In 2010, Andrew Cilek went to his polling place in Minnesota wearing a shirt with a Tea Party logo and the words “Don’t Tread on Me.”
On Wednesday, he’s going to the Supreme Court.
Cilek, the executive director of the Minnesota Voters Alliance, is challenging a state law that prohibits individuals from wearing a “political badge, political button or other political insignia” at polling places.
When he went to vote, election workers, citing the law, initially stopped Cilek from casting a ballot, but later relented and said he had to leave his name and address with them.
The case, which justices will hear Wednesday, pits the First Amendment against the sanctity of the polling place and could impact everything from Tea Party apparel to logos featuring the NAACP and the National Rifle Association.
After the election, Cilek brought suit arguing the law violates the First Amendment because it is overbroad and it defers to the discretion of election workers to determine which messages are political. He said group, for instance, did not endorse or oppose any candidates or issues on the 2010 ballot.
A lower court upheld the ban arguing that it advances the government’s interest in “peace, order and decorum” at polling places. Cilek’s lawyers from the conservative Pacific Legal Foundation filed an appeal with the Supreme Court.
“The law prohibits and potentially criminally punishes every variety of political speech on clothing from that which simply names a political group, to messages supporting political causes, to ideological or party references to messages about current issues,” they said in court papers.
“No conceivable governmental interest can sustain a statute that prohibits and chills, the entire realm of political speech that can be conveyed on apparel,” they wrote.

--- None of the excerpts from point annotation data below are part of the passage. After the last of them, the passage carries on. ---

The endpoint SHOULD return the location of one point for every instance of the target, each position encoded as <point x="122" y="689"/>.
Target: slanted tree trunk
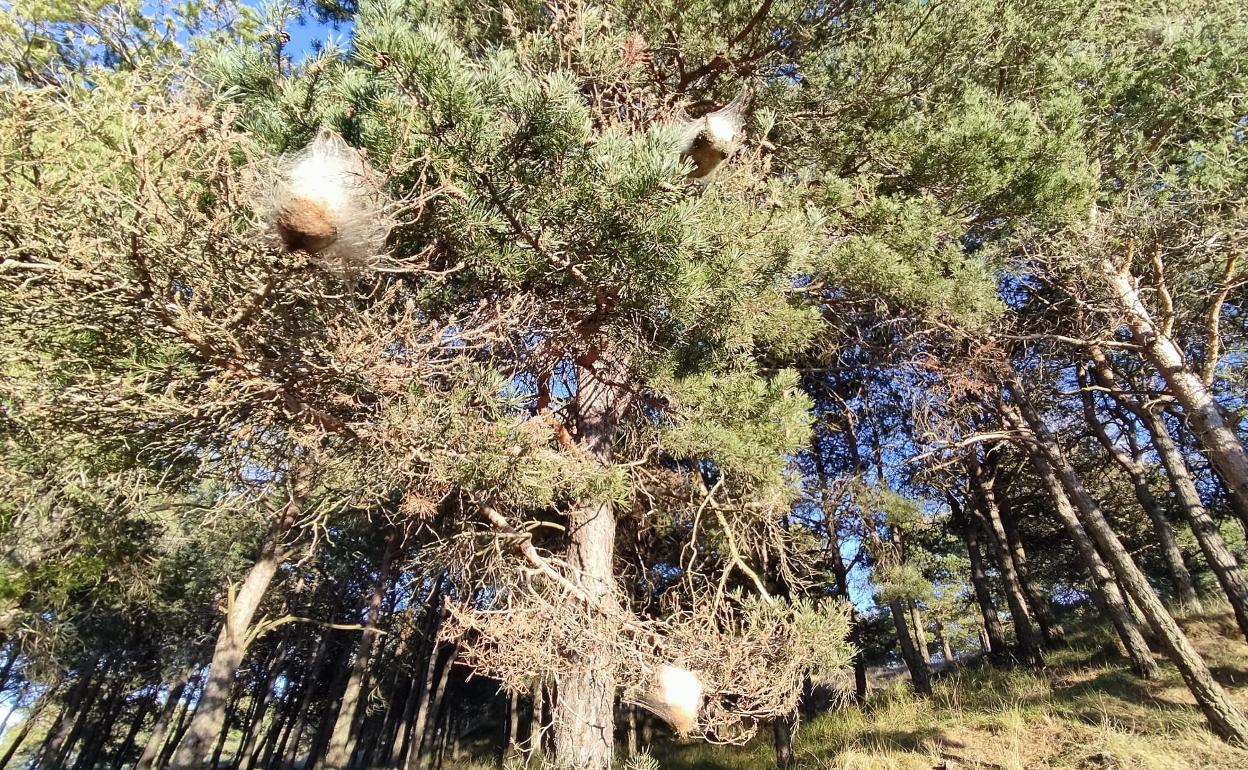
<point x="994" y="638"/>
<point x="1223" y="716"/>
<point x="1212" y="429"/>
<point x="1050" y="629"/>
<point x="920" y="674"/>
<point x="160" y="730"/>
<point x="1103" y="583"/>
<point x="781" y="730"/>
<point x="136" y="724"/>
<point x="196" y="746"/>
<point x="1221" y="559"/>
<point x="338" y="754"/>
<point x="982" y="479"/>
<point x="945" y="649"/>
<point x="584" y="719"/>
<point x="920" y="630"/>
<point x="1184" y="589"/>
<point x="438" y="713"/>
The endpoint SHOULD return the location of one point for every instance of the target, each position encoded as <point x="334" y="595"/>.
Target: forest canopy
<point x="582" y="361"/>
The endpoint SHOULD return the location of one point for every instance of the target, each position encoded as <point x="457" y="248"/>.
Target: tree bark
<point x="1223" y="716"/>
<point x="982" y="479"/>
<point x="992" y="637"/>
<point x="196" y="746"/>
<point x="338" y="754"/>
<point x="1103" y="583"/>
<point x="160" y="730"/>
<point x="1221" y="559"/>
<point x="920" y="674"/>
<point x="1050" y="629"/>
<point x="781" y="729"/>
<point x="1212" y="429"/>
<point x="136" y="724"/>
<point x="945" y="650"/>
<point x="1184" y="589"/>
<point x="31" y="718"/>
<point x="584" y="718"/>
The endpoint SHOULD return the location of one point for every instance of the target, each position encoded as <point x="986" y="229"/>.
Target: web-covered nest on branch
<point x="739" y="663"/>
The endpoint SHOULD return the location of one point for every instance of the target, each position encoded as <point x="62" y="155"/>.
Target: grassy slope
<point x="1081" y="713"/>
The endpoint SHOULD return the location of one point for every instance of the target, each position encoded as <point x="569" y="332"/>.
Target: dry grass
<point x="1081" y="713"/>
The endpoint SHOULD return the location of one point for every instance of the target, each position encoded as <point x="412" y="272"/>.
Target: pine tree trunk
<point x="920" y="675"/>
<point x="1221" y="559"/>
<point x="101" y="728"/>
<point x="31" y="718"/>
<point x="584" y="713"/>
<point x="136" y="724"/>
<point x="536" y="754"/>
<point x="1214" y="433"/>
<point x="1224" y="718"/>
<point x="982" y="479"/>
<point x="1103" y="583"/>
<point x="992" y="637"/>
<point x="438" y="711"/>
<point x="195" y="749"/>
<point x="160" y="730"/>
<point x="1184" y="589"/>
<point x="920" y="632"/>
<point x="340" y="751"/>
<point x="261" y="698"/>
<point x="1050" y="629"/>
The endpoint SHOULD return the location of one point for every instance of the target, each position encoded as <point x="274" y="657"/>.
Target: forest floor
<point x="1083" y="711"/>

Minnesota officials defend the law and argue that citizens’ speech interests must yield to “reasonable” election restrictions.
“Minnesota’s limited prohibition is a reasonable restriction of speech in a quintessential nonpublic forum that protects the integrity of elections by preserving order and decorum in the polling place and preventing voter confusion and intimidation,” they argued in court papers.
They point out that all 50 states have laws that limit speech to some extent and that 11 states have similar laws to Minnesota’s.
The Supreme Court has permitted campaign free zones that prohibit campaign materials and active solicitation but it has yet to rule on a ban on more general political speech on apparel.
A decision is not expected until this spring.